The package uses python-dotenv to automatically load environment variables from a .env file in your project's root directory. Create a .env file to store your API keys:

# .env file
OPENAI_API_KEY="sk-..."
ANTHROPIC_API_KEY="sk-ant-..."
AZURE_OPENAI_API_KEY="..."
AZURE_OPENAI_ENDPOINT="..."

LangSmith Observability (Recommended)

To enable detailed tracing and debugging with LangSmith, add the following variables to your .env file:

# .env file
LANGCHAIN_TRACING_V2="true"
LANGCHAIN_API_KEY="ls__..."
LANGCHAIN_PROJECT="Your-Project-Name" # Optional: The project to log runs to

Quick Start

Here's a simple example of how to use the main extract_entities function.

import asyncio
from pydantic import BaseModel, Field
from typing import List

# Import the main extraction function
from py_name_entity_recognition import extract_entities
# Import the visualization utility
from py_name_entity_recognition.observability.visualization import display_biores

# 1. Define your extraction schema using Pydantic
class UserInfo(BaseModel):
    """Schema for extracting user information."""
    Person: List[str] = Field(description="The full name of a person.")
    Location: List[str] = Field(description="A city, state, or country.")
    Company: List[str] = Field(description="The name of a company or organization.")
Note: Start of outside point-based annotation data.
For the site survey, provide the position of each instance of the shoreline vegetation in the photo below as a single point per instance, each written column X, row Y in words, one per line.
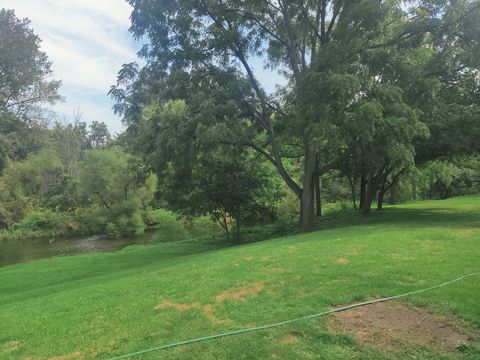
column 106, row 304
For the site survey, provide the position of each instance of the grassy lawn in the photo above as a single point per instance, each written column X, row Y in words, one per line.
column 101, row 305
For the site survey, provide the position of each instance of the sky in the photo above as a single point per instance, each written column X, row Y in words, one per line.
column 88, row 42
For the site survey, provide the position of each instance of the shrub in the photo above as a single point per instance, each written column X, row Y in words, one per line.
column 46, row 220
column 202, row 226
column 169, row 226
column 121, row 220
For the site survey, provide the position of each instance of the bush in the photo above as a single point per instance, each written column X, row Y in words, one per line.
column 47, row 220
column 121, row 220
column 202, row 226
column 169, row 226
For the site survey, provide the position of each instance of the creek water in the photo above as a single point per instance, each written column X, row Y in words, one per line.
column 18, row 251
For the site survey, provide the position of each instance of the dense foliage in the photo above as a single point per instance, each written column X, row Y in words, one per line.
column 379, row 102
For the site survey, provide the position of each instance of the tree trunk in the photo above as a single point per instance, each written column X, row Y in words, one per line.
column 318, row 199
column 307, row 202
column 372, row 188
column 380, row 197
column 352, row 187
column 363, row 186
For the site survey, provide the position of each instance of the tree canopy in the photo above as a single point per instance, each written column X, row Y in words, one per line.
column 347, row 99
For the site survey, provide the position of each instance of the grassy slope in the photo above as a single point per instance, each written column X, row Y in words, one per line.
column 100, row 305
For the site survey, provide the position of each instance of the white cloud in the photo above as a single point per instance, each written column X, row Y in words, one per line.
column 87, row 41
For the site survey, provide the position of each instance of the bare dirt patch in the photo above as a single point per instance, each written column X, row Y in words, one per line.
column 75, row 355
column 176, row 306
column 392, row 325
column 343, row 261
column 210, row 315
column 240, row 294
column 288, row 339
column 10, row 346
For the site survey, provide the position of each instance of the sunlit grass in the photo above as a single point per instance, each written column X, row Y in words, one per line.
column 100, row 305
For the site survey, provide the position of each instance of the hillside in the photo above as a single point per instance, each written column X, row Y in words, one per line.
column 104, row 305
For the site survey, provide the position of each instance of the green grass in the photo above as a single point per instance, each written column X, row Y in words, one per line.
column 100, row 305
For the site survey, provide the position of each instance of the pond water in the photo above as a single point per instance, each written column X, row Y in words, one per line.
column 17, row 251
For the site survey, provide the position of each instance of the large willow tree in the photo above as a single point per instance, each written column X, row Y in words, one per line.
column 204, row 52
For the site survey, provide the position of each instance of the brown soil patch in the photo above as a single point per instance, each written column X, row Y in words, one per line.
column 392, row 325
column 75, row 355
column 172, row 305
column 210, row 314
column 343, row 261
column 288, row 340
column 240, row 294
column 11, row 346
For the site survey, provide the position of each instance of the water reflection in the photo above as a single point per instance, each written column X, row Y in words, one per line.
column 13, row 252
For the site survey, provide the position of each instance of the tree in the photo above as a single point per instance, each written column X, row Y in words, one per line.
column 202, row 52
column 112, row 186
column 25, row 71
column 99, row 136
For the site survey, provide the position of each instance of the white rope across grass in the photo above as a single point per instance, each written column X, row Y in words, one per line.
column 269, row 326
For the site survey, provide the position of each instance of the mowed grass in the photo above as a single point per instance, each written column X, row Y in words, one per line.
column 103, row 305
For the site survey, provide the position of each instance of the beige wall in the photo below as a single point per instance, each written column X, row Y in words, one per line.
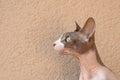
column 29, row 27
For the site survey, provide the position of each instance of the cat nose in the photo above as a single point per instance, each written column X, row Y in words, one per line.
column 54, row 44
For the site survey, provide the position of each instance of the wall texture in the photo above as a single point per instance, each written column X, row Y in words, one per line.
column 29, row 27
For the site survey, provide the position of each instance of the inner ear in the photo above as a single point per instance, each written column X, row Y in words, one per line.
column 89, row 28
column 78, row 28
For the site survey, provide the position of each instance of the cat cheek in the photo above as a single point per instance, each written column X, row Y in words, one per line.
column 59, row 47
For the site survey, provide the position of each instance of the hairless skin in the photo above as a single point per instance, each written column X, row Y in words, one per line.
column 81, row 44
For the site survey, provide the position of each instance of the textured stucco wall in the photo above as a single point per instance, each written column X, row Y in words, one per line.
column 29, row 27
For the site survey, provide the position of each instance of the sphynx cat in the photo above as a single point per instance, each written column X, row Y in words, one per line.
column 81, row 44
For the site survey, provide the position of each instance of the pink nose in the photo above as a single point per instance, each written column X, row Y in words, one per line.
column 54, row 44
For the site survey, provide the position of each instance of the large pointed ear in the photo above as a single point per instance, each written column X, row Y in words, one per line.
column 89, row 28
column 78, row 28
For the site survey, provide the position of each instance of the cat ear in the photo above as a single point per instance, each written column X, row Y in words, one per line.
column 89, row 28
column 78, row 28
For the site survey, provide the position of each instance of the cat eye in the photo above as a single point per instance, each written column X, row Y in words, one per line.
column 67, row 39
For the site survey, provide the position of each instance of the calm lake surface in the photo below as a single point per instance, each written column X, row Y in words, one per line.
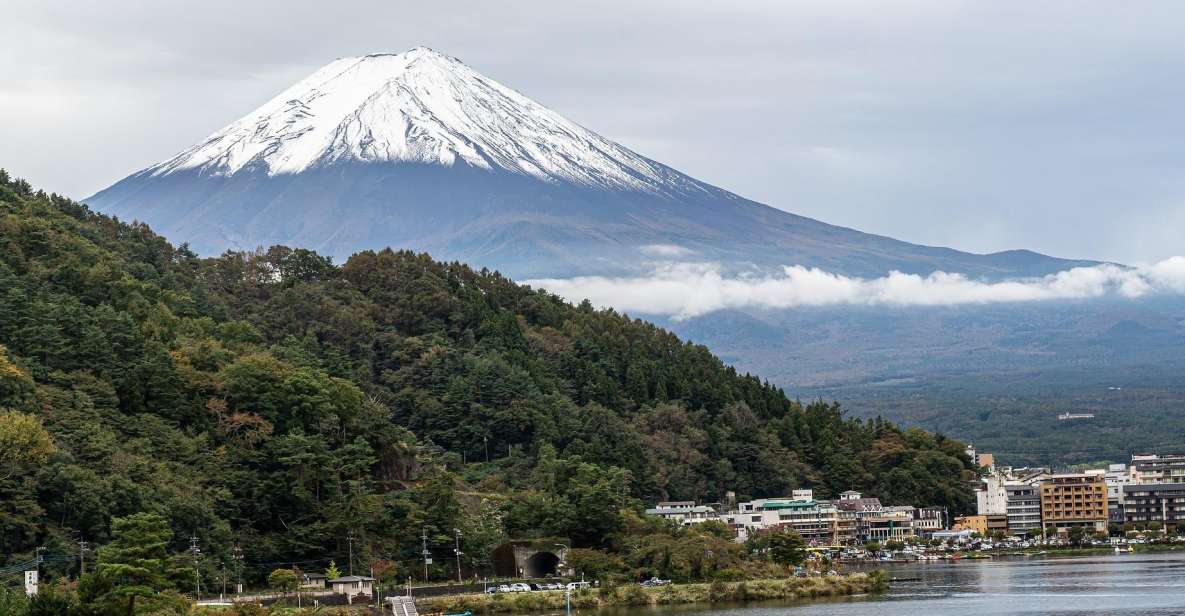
column 1121, row 584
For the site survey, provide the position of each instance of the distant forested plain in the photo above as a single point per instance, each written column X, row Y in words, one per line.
column 997, row 376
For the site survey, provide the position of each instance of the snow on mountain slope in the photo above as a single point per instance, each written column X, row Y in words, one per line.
column 417, row 107
column 418, row 151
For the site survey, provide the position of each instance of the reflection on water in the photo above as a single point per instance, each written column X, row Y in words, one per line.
column 1121, row 584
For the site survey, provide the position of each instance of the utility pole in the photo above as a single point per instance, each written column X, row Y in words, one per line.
column 237, row 554
column 197, row 553
column 82, row 557
column 458, row 551
column 426, row 553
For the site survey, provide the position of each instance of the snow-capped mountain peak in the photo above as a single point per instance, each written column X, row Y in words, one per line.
column 417, row 107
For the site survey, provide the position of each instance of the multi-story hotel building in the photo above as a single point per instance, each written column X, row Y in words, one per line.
column 1071, row 500
column 1154, row 502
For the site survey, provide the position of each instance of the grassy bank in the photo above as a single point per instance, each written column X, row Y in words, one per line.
column 636, row 595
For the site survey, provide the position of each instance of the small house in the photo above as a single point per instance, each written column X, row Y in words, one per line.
column 313, row 581
column 352, row 586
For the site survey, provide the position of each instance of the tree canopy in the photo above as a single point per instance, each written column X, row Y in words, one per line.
column 276, row 402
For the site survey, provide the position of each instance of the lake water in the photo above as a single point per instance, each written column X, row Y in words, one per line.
column 1121, row 584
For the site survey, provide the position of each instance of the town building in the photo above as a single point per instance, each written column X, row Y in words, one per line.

# 2. Define the text you want to process
text = "John Doe, a software engineer at Google, lives in New York. He is meeting with Jane Smith from Microsoft tomorrow."

# 3. Run the extraction
async def main():
    # Use the default 'lcel' mode for fast extraction
    print("--- Running in LCEL Mode ---")
    conll_output = await extract_entities(
        input_data=text,
        schema=UserInfo
    )
    print(conll_output)

    # Display the result as color-coded HTML (works best in Jupyter)
    display_biores(conll_output)

    # Get the output in a structured JSON format
    print("\n--- Running with JSON Output ---")
    json_output = await extract_entities(
        input_data=text,
        schema=UserInfo,
        output_format="json"
    )
    print(json_output)

    # Use the 'agentic' mode for higher accuracy and self-correction
    print("\n--- Running in Agentic Mode ---")
    agentic_output = await extract_entities(
        input_data=text,
        schema=UserInfo,
        mode="agentic"
    )
    display_biores(agentic_output)

# Run the async main function
if __name__ == "__main__":
    asyncio.run(main())

This example demonstrates the core functionality of the package, including schema definition, running different extraction modes, and formatting the output.